4, confirm the merger and acquisition, clear mergers and acquisitions and details: the choice of mergers and acquisitions and the corresponding details of the confirmation, the impact on the cost of mergers and acquisitions is also great. With the continuous enhancement of the ability of our country's enterprises, even though they are regarded as mergers and acquisitions, there will be more initiative and right to speak in mergers and acquisitions. Therefore, Chinese enterprises must make full use of such advantages, occupy a more favorable position, and reduce the cost of mergers and acquisitions. At this stage, the main risks are the cost risks faced during the merger and acquisition process, the operational risks during the implementation process, and so on.

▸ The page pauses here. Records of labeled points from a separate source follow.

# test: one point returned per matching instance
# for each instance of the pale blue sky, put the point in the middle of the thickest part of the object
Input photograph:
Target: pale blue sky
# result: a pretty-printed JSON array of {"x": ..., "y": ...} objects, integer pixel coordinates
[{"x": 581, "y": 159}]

5. Signing the M&A contract: After the M & A parties have passed the M & A resolution within the company, they authorized the relevant personnel to formally sign the M&A contract. After the signing of the contract, the relevant provisions formally came into effect, the business transaction of the merger and acquisition was completed, and the transaction was protected by relevant laws and entered the implementation stage. At this stage, the main risk is the internal approval risk of M&A parties. The successful completion of this phase requires M&A plans to receive support and recognition from each of the internal groups.

6. Approval by the regulatory authorities: Although the security industry is not an industry with strict restrictions on foreign mergers and acquisitions by the state, it still needs to be implemented in accordance with the relevant provisions of the "Regulations on Acquisition of Domestic Enterprises by Foreign Investors". In the process of changing an enterprise into a foreign-invested enterprise, it is subject to the approval of the relevant department. At this stage, the main risks are related policy risks and approval risks.

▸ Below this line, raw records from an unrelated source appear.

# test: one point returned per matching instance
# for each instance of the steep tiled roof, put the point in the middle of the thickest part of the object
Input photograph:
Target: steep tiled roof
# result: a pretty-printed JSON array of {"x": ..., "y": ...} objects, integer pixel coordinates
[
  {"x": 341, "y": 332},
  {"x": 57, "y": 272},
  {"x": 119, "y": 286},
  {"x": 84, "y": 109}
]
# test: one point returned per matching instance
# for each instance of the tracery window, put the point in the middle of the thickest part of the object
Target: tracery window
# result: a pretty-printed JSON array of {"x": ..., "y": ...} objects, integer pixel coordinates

7. Follow-up mergers and acquisitions integration: Low prices are not just low prices for mergers and acquisitions, but also mean that the subsequent integration costs are low. If there is a lack of complementarity and there are conflicts in which certain aspects are difficult to integrate, the subsequent costs will greatly increase the actual costs of mergers and acquisitions. Perhaps when we go dozens of rounds at the negotiating table, the meticulous care brought about by mergers and acquisitions may only be eroded by the chaos in the integration process within a few days. In this process, the main risks are the risk of cultural integration in the integration process, the risk of the entire staff, the risk of management conflicts and so on.

Fourth, the mergers and acquisitions need to pay attention to each link in the merger and acquisition process need to carefully grasp, carefully face, every small part will affect the success of the final merger or not. Based on the long-term concern and research on mergers and acquisitions, the author thinks that the analysis of mergers and acquisitions plans, the investigation of the qualifications of mergers and acquisitions, the details of the actual operations of mergers and acquisitions, and the integration after mergers and acquisitions should be focused on:

Links to be Acquired by the Purchaser 1. Analysis and design of M&A plans: In-depth research and analysis are conducted in accordance with the M&A plans and other related documents provided by the other party. Without prejudice to the negotiation of mergers and acquisitions, the largest and most probable party will listen to the opinions of all parties, especially the opinions and suggestions of professional organizations, and then choose the M&A plan that is most suitable for Chinese enterprises.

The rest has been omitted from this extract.